IoTEdge AIIntegration

Raspberry Pi 5 + AI HAT+: Build a React Native Companion App for Edge AI Devices

UUnknown

2026-01-24

10 min read

Build a secure React Native companion app for Pi 5 + AI HAT+ 2: telemetry, control, WebSocket streams, and remote access best practices for 2026.

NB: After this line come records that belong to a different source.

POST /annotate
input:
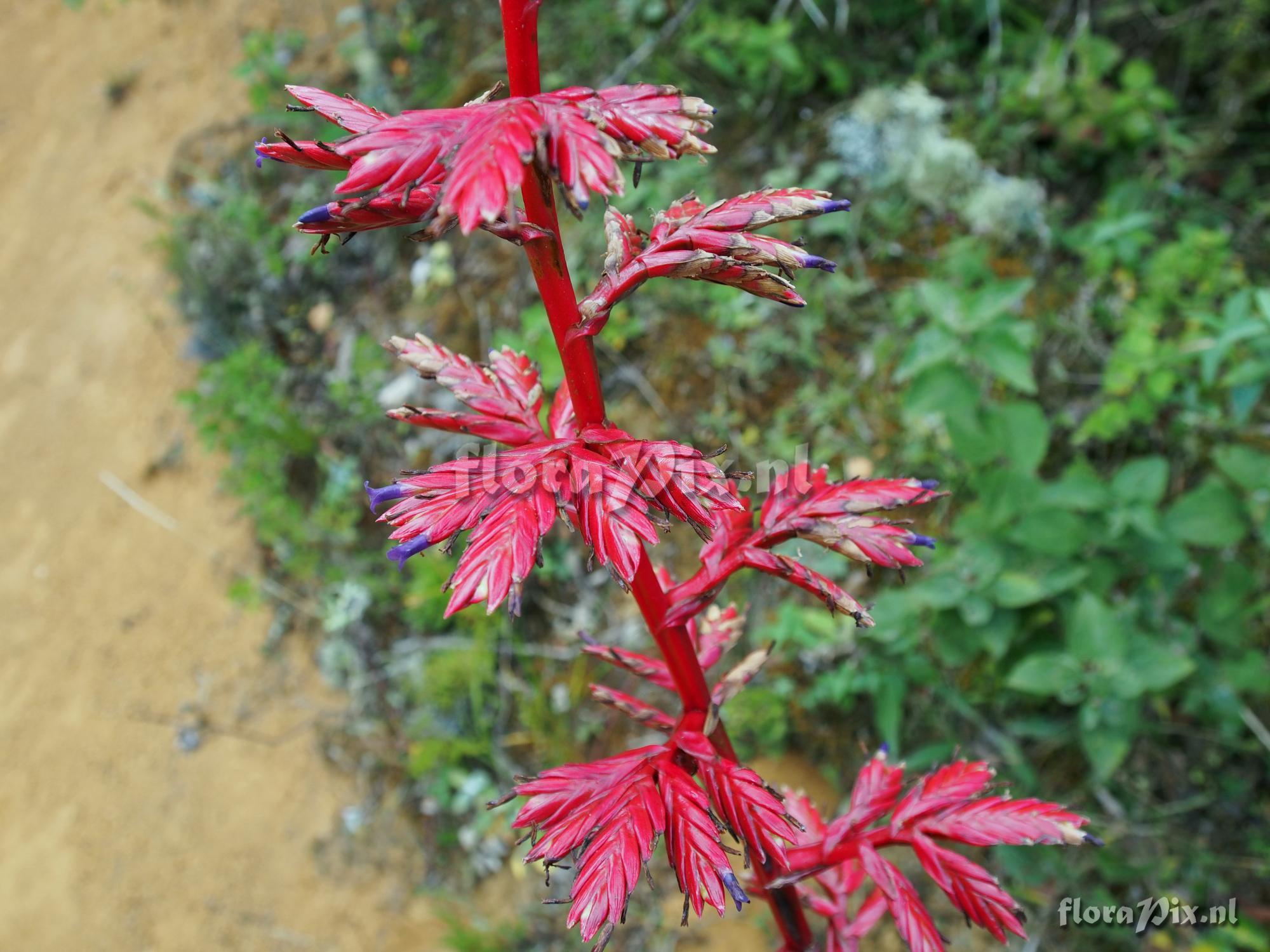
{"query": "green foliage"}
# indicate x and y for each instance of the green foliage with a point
(1052, 296)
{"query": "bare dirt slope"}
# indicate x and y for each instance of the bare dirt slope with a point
(111, 621)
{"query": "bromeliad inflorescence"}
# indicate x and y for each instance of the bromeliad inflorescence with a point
(439, 168)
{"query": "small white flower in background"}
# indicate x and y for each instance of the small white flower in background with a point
(896, 139)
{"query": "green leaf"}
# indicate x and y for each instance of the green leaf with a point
(1106, 748)
(1079, 489)
(890, 708)
(942, 390)
(1015, 590)
(1055, 532)
(1006, 359)
(1023, 433)
(1107, 731)
(1211, 515)
(929, 348)
(1263, 298)
(996, 300)
(1094, 631)
(1248, 468)
(1155, 667)
(1142, 480)
(1047, 673)
(943, 304)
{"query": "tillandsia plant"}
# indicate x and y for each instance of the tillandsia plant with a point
(439, 168)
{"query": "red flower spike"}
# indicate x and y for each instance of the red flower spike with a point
(623, 241)
(714, 244)
(834, 596)
(716, 633)
(383, 211)
(949, 786)
(345, 112)
(676, 478)
(693, 842)
(876, 791)
(652, 670)
(653, 122)
(633, 708)
(307, 154)
(562, 420)
(831, 863)
(736, 680)
(991, 822)
(507, 395)
(915, 923)
(973, 890)
(805, 503)
(750, 808)
(612, 515)
(502, 552)
(567, 803)
(473, 158)
(612, 863)
(435, 506)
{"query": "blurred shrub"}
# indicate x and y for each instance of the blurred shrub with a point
(1053, 298)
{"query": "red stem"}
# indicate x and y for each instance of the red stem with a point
(556, 286)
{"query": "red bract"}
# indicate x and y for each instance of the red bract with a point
(752, 810)
(610, 813)
(506, 394)
(708, 243)
(679, 479)
(803, 503)
(834, 861)
(469, 161)
(463, 167)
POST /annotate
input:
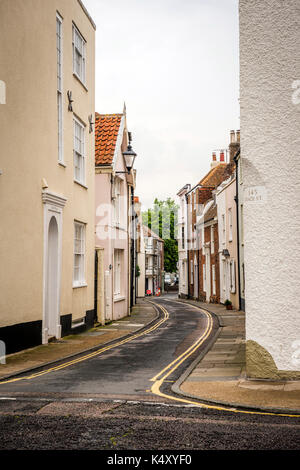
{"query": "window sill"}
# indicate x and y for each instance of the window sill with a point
(81, 184)
(119, 298)
(76, 286)
(80, 81)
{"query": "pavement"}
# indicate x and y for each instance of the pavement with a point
(217, 377)
(220, 376)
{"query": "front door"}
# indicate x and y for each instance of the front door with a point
(51, 295)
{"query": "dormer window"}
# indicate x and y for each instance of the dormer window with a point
(79, 55)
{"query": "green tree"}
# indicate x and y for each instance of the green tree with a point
(162, 219)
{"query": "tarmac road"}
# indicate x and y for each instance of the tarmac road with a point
(106, 402)
(126, 370)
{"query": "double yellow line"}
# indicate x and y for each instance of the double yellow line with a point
(91, 355)
(159, 378)
(155, 389)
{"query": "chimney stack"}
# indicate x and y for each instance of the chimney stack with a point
(234, 144)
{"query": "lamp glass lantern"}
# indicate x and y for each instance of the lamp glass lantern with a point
(129, 156)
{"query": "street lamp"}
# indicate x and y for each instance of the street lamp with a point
(129, 156)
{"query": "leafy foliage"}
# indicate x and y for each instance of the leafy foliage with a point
(162, 218)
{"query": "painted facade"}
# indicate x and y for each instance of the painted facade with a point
(270, 116)
(140, 251)
(227, 228)
(154, 262)
(183, 243)
(47, 180)
(113, 201)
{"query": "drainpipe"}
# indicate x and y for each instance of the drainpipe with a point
(187, 245)
(236, 160)
(132, 249)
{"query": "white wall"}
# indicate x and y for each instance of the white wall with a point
(270, 143)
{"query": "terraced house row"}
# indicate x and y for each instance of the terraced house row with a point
(68, 227)
(208, 244)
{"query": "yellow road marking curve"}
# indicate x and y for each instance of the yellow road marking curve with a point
(90, 355)
(155, 389)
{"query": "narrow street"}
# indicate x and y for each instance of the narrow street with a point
(122, 398)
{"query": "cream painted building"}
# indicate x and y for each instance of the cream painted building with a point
(270, 164)
(47, 170)
(227, 228)
(140, 251)
(183, 289)
(114, 226)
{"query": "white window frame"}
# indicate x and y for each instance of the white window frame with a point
(223, 229)
(192, 271)
(232, 276)
(59, 55)
(213, 268)
(79, 153)
(230, 224)
(212, 241)
(118, 258)
(224, 274)
(117, 201)
(79, 255)
(79, 52)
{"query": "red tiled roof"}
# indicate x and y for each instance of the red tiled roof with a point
(217, 175)
(106, 133)
(149, 233)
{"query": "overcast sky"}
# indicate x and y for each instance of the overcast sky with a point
(175, 63)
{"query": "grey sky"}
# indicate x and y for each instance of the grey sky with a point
(175, 64)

Hook: Get real-time control of on-device generative AI — without long release cycles or fragile integrations

Shipping production-grade mobile tools to monitor and control generative models running on a Raspberry Pi 5 with the AI HAT+ 2 is now realistic in 2026. If you’re battling slow iteration cycles, flaky third-party components, and uncertain remote access for edge devices, this guide gives a practical blueprint: an end-to-end React Native companion app that securely monitors, controls, and visualizes on-device AI via WebSocket and modern remote tunneling approaches.

Executive summary (most important first)

What you’ll build: a production-ready React Native companion that connects to a Pi 5 + AI HAT+ 2, receives inference telemetry over a secure WebSocket (wss), sends control commands, and displays real-time visualizations and logs. The app supports secure remote connections (Cloudflare Tunnel / Tailscale / WebRTC signaling), OTA model updates, and CI-driven builds and tests.

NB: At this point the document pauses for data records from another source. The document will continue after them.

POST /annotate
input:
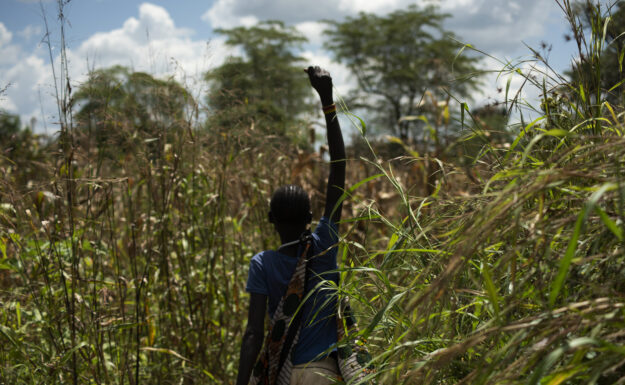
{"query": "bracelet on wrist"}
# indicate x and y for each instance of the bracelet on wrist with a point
(329, 109)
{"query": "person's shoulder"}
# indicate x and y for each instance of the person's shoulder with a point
(325, 225)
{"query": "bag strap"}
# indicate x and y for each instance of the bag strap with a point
(297, 319)
(274, 366)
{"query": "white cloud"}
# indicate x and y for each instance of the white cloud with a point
(149, 42)
(5, 36)
(313, 31)
(30, 31)
(497, 26)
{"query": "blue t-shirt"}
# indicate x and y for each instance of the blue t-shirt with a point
(270, 273)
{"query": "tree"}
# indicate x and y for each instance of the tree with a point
(265, 88)
(120, 108)
(396, 59)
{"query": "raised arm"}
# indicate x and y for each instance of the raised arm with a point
(321, 81)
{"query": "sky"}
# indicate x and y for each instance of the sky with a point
(176, 38)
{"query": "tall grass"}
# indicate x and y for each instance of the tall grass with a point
(130, 268)
(517, 276)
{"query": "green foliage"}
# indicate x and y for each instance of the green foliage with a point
(264, 87)
(600, 66)
(119, 109)
(508, 270)
(397, 58)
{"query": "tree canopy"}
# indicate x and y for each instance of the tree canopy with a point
(117, 105)
(396, 58)
(263, 87)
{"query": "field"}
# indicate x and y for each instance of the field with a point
(497, 258)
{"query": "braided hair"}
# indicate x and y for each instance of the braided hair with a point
(290, 204)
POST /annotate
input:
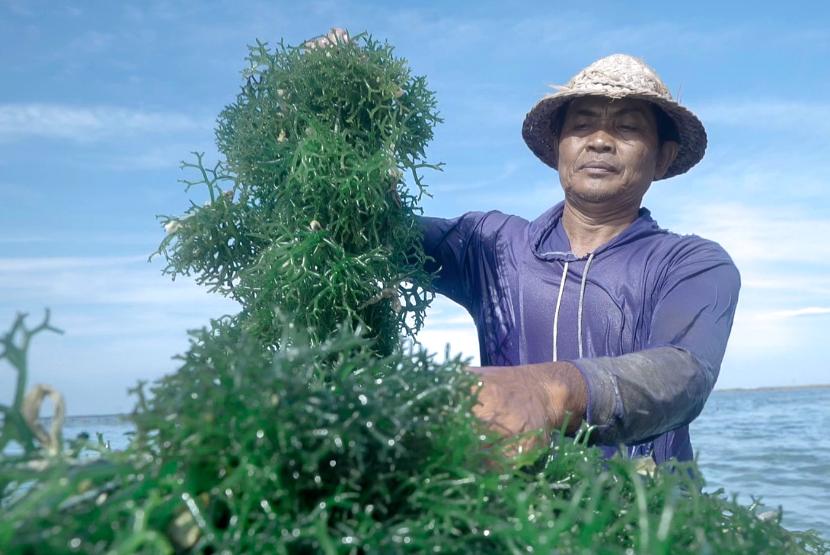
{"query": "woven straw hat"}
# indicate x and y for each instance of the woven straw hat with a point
(616, 76)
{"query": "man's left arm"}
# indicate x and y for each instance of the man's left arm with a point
(637, 396)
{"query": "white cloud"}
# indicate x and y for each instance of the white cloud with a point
(795, 313)
(753, 234)
(88, 281)
(84, 124)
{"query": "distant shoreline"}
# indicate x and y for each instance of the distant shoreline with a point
(771, 388)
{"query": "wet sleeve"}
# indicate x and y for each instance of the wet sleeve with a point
(457, 248)
(635, 397)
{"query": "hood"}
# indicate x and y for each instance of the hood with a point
(550, 222)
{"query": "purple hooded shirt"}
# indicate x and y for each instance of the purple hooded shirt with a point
(644, 317)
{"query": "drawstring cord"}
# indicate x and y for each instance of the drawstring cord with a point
(581, 302)
(556, 313)
(579, 309)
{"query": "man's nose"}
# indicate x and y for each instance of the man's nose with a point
(601, 141)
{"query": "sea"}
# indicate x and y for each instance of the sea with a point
(768, 446)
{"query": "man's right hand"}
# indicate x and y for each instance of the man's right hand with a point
(335, 36)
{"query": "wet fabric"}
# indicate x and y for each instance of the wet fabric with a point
(644, 317)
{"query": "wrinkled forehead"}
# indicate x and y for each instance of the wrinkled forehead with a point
(601, 106)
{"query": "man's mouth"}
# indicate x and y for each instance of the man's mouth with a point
(598, 167)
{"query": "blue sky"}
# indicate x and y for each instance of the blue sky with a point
(99, 101)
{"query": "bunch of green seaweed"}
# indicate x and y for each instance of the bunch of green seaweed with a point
(304, 423)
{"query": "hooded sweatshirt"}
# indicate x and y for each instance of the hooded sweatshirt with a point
(645, 317)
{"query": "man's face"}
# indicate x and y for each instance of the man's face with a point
(609, 151)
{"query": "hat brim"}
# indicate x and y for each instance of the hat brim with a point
(538, 132)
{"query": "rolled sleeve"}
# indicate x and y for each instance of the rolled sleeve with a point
(638, 396)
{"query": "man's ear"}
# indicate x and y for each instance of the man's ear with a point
(555, 146)
(667, 154)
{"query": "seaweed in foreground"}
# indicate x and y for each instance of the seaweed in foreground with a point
(301, 424)
(246, 451)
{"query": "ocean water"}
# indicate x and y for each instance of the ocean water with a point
(767, 444)
(772, 444)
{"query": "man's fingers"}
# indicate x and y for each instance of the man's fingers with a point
(335, 36)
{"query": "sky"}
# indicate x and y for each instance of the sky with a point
(100, 101)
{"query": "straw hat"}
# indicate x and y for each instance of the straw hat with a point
(616, 76)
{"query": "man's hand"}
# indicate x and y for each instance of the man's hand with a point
(513, 400)
(335, 36)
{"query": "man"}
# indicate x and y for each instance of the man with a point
(592, 312)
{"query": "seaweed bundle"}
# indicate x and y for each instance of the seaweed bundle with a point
(302, 424)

Why now (2026): Hardware and runtimes matured in late 2025—AI HAT+ 2 unlocked quantized LLMs at the edge on Pi 5 using optimized backends (ggml/gguf variants, on-device NN acceleration). Security and tunnel tooling (Cloudflare Zero Trust, Tailscale + WireGuard, modern WebRTC data channels) are mainstream for remote device access.

Takeaways:

Use secure WebSocket (wss) with JWT + optional mTLS for device authentication.
Prefer Cloudflare Tunnel or Tailscale for reliable remote access; fall back to signed WebRTC data channels for P2P.
Implement telemetry, command, and model-update channels separately to simplify QoS and retries.
Integrate tests and CI: unit, E2E (Detox), and OTA release pipelines (EAS/AppCenter/CodePush).

System architecture (high level)

Design modular services between the Pi and the mobile app. Keep the device-side lightweight and resilient.

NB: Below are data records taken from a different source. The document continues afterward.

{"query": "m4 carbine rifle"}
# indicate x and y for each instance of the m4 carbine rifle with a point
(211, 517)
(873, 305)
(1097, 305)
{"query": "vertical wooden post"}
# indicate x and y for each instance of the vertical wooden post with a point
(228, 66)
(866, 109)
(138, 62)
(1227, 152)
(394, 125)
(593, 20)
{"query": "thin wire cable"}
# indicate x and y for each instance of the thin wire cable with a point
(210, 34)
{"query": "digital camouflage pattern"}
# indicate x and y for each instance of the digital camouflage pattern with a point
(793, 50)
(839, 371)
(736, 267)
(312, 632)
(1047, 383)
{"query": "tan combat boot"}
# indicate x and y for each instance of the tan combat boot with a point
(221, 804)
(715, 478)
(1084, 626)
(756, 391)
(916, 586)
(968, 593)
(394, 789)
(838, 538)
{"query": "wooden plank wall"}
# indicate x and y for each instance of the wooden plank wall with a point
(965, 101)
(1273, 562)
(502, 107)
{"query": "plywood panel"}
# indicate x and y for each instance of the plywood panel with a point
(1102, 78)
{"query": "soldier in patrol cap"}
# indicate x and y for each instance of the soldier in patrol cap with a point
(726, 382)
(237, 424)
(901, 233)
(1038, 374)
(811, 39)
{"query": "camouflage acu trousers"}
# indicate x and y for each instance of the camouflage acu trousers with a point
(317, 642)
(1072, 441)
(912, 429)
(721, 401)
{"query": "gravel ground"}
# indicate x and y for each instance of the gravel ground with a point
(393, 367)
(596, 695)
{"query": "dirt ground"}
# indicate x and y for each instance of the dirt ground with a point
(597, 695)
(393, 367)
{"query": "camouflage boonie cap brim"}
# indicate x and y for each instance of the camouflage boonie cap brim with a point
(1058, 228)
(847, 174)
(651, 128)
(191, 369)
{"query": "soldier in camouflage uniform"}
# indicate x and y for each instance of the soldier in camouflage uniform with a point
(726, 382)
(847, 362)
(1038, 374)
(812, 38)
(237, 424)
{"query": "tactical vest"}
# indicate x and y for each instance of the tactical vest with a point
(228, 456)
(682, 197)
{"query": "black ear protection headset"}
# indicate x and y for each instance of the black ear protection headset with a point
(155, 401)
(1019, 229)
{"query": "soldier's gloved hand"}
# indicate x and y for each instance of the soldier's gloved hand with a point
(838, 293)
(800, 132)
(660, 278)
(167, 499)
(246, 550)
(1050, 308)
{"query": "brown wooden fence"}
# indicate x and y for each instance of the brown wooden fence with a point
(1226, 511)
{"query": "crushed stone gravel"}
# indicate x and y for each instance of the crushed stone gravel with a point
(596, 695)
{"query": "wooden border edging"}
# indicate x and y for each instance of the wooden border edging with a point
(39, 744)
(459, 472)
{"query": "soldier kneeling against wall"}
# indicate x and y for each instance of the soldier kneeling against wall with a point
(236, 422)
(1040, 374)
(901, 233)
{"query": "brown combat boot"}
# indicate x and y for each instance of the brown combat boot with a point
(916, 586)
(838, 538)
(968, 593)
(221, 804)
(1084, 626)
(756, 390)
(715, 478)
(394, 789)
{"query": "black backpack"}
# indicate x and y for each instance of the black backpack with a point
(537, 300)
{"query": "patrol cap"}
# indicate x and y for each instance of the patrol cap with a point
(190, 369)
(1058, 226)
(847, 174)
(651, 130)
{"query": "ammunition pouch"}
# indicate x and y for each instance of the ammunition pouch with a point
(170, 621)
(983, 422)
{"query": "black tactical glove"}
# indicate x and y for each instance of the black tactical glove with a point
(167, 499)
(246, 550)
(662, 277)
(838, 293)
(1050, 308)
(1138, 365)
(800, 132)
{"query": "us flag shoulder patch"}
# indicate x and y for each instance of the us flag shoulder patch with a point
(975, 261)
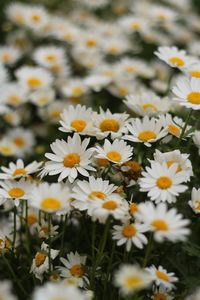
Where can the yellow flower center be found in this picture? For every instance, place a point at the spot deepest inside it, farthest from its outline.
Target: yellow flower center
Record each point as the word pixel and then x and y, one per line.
pixel 146 135
pixel 6 57
pixel 14 99
pixel 173 129
pixel 16 193
pixel 19 142
pixel 129 231
pixel 31 219
pixel 177 61
pixel 110 205
pixel 79 125
pixel 77 91
pixel 195 74
pixel 171 162
pixel 163 276
pixel 109 125
pixel 194 97
pixel 19 171
pixel 149 105
pixel 160 225
pixel 91 43
pixel 164 182
pixel 34 82
pixel 35 18
pixel 71 160
pixel 6 150
pixel 133 282
pixel 97 194
pixel 123 91
pixel 130 69
pixel 51 58
pixel 133 207
pixel 39 259
pixel 114 155
pixel 77 271
pixel 52 204
pixel 159 296
pixel 135 25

Pi 5 + AI HAT+ 2: Local runtime (e.g., ggml/llama.cpp forks adapted for Pi), a small Node.js or Python gateway exposing a secure WebSocket and a REST admin endpoint.
Remote Access: Cloudflare Tunnel or Tailscale for secure HTTP/WSS reachability. Optional WebRTC for P2P low-latency channels.
Companion App: React Native (TypeScript), WebSocket client, state management (Zustand/Redux), and visualization (react-native-svg / react-native-reanimated).
CI/CD: GitHub Actions builds, unit/E2E tests (Jest + Detox), and OTA distribution (Expo EAS or Microsoft App Center / CodePush as needed).

Device-side: minimal, robust server on the Pi

Keep the Pi agent as a small, well-tested process that exposes two things: a control & telemetry WebSocket server and an authenticated REST API for model provisioning and logs.

Why Node.js or Python?

Both have robust WebSocket ecosystems. For architectures where inference is Python-native, colocate a lightweight Python FastAPI process. For pure JS stacks or when using wasm/ggml bindings, Node.js is straightforward.

Example: Node.js WebSocket server (ws)

// pi-agent/server.js
const https = require('https');
const fs = require('fs');
const WebSocket = require('ws');

const server = https.createServer({
  key: fs.readFileSync('/etc/ssl/private/host.key'),
  cert: fs.readFileSync('/etc/ssl/certs/host.crt')
});

const wss = new WebSocket.Server({ server });

wss.on('connection', (ws, req) => {
  // Basic JWT check placeholder - validate token from query or subprotocol
  // Accepts telemetry subscriptions and command messages
  ws.on('message', (msg) => {
    const data = JSON.parse(msg.toString());
    handleMessage(ws, data);
  });
});

server.listen(8443);

Keep message payloads small (JSON slim), send periodic health pings, and implement reconnect/backoff on the client.

Message model (recommended)

Define clear message types to separate concerns:

telemetry: continuous metrics (CPU, GPU/NPU usage, latency, token throughput)
inference_output: partial/streaming tokens for generative responses
command_ack: confirmations for control commands
error: structured errors

{
  "type": "telemetry",
  "payload": {
    "cpu": 32.1,
    "npu": 67.3,
    "latency_ms": 120,
    "tokens_per_sec": 10
  },
  "ts": 1670000000000
}

Companion app: React Native architecture

Choose an app skeleton that aligns with your release strategy. For many teams in 2026, a TypeScript React Native project with a modular state store (Zustand), background tasks, and OTA support is the sweet spot.

Core libraries and why

TypeScript: compile-time safety for protocol messages.
React Native (0.72+): latest stable in 2026 with improved Hermes performance and JSI bindings.
Zustand: lightweight state for telemetry streams; easier to test than large Redux setups.
react-native-svg / victory-native: efficient charts for streaming metrics.
Detox: reliable native E2E testing for CI pipelines.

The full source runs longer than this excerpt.